La luciole, elle, n'avait aucun doute. Elle savait reconnaître un tourbillon delamortkitue quand elle en voyait un, sa mère lui racontait souvent cette légende. Elle saisit cette occasion comme la chance de se faire pardonner de son nouvel ami, même s'il ne savait pas encore qu'ils étaient amis. Comme le phare qui guide les bateaux dans la nuit noire, elle guida Lousky dans le pays du rien.
« Je suis désolée de m'être moquée de toi » s'excusa-t-elle. « Tu sais, moi non plus je ne suis pas vraiment la bienvenue dans la bande des lucioles… C'est pour ça qu'on devrait bien s'entendre toi et moi, nous sommes tous les deux différents. Nous ne sommes ni plus ni moins que les autres, nous sommes juste à part. » Le Loup la regarda, intéressé. Il n'avait jamais vu les choses sous cette angle, pour lui différent signifiait « moins bon ». En une seconde il venait de passer du statut d'asocial à celui d'héros incompris, et ce n'était pas pour lui déplaire… La luciole, voyant qu'elle gagnait du terrain poursuivit « Ma mère me racontait souvent l'histoire de cet endroit, si bien que je le connais comme ma poche. Si tu le veux bien, je t'accompagnerai. Nous sommes dans le pays du Rien cher Lousky. ». Devant l'air interloqué du Loup elle s'expliqua. « Ce lieu magique n'est accessible qu'à une poignée de personne seulement. C'est un endroit où tout ce que tu désires est possible, il suffit d'y penser très fort. Tout ce que nous désirons est à nous. ». Elle n'avait pas fini sa phrase que le ventre de Sir Loup se mit à gargouiller… Le manque de gibier dans ce pays maudit était, pour le survivant qu'il était, sa première préoccupation.
Tout à coup, un énorme poulet tikka tout chaud atterrit dans sa gueule. Son plat préféré ! Rien ne valait les succulentes saveurs que procurait la dégustation d'un poulet tikka. Ses mois de disette s'en trouvaient récompensés au-delà de toutes ses espérances ! C'était magique.
La luciole elle, pendant ce temps, observait avec ravissement le régal du loup. Très amusée que la première chose à laquelle il ait pensé soit de la nourriture, elle souriait gaiement.

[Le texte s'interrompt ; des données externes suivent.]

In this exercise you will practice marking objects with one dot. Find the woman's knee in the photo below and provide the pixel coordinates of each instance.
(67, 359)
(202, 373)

Ce fut un après-midi de folie pour les deux compagnons. En faisant apparaître tout ce qu'ils voulaient devant eux ils apprirent à se connaître et à s'apprécier. Ils partagèrent leur goût, découvrirent l'éventail de possibilités qui s'offrait à eux. Ainsi, Lousky démontra qu'il savait fort bien se servir d'un crayon, et que ces longues heures de solitude lui avaient permis de développer ses talents artistiques. Il n'était pas seulement dessinateur, il fit venir dans le pays du Rien une étrange boîte à musique qu'il avait trouvée et dont il connaissait les secrets. Les mélodies qui s'échappaient de l'instrument étaient si belles, que plus d'une fois Luciole se mit à tournoyer gaiement sur elle-même, inondant la pièce de sa brillance. Lousky apprit alors à Luciole comment tournoyer plus vite et sur une surface qui réfléchissait encore plus la lumière : la glace. En effet, le loup, féru de pêche à la ligne, avait élaboré une technique pour attraper le poisson même quand l'eau était gelée en surface, ce qui l'amenait à se déplacer sur le gel très souvent. Sur la glace, il faisait preuve de toute la grâce, et de toute la prestance dont un canidé était capable, ce qui n'était pas le cas de la luciole, qui se complaisait en cascades, et en éclats de rire. Ensemble, ils partagèrent les joies du chant, de la danse, et du patinage. Luciole faisait souvent la lecture à Lousky, qui ne savait pas lire. Elle aimait les belles phrases incompréhensibles des poésies, qu'elle faisait semblant de comprendre pour épater son ami, qui n'y entendait guère plus. Ensemble, ils trouvèrent un refuge dans le pays du Rien. En une journée à peine, ils étaient devenus inséparables. Un étrange lien les unissait, comme si le destin avait voulu qu'un soir, Lousky rencontre Luciole. Ils se connaissaient d'instinct.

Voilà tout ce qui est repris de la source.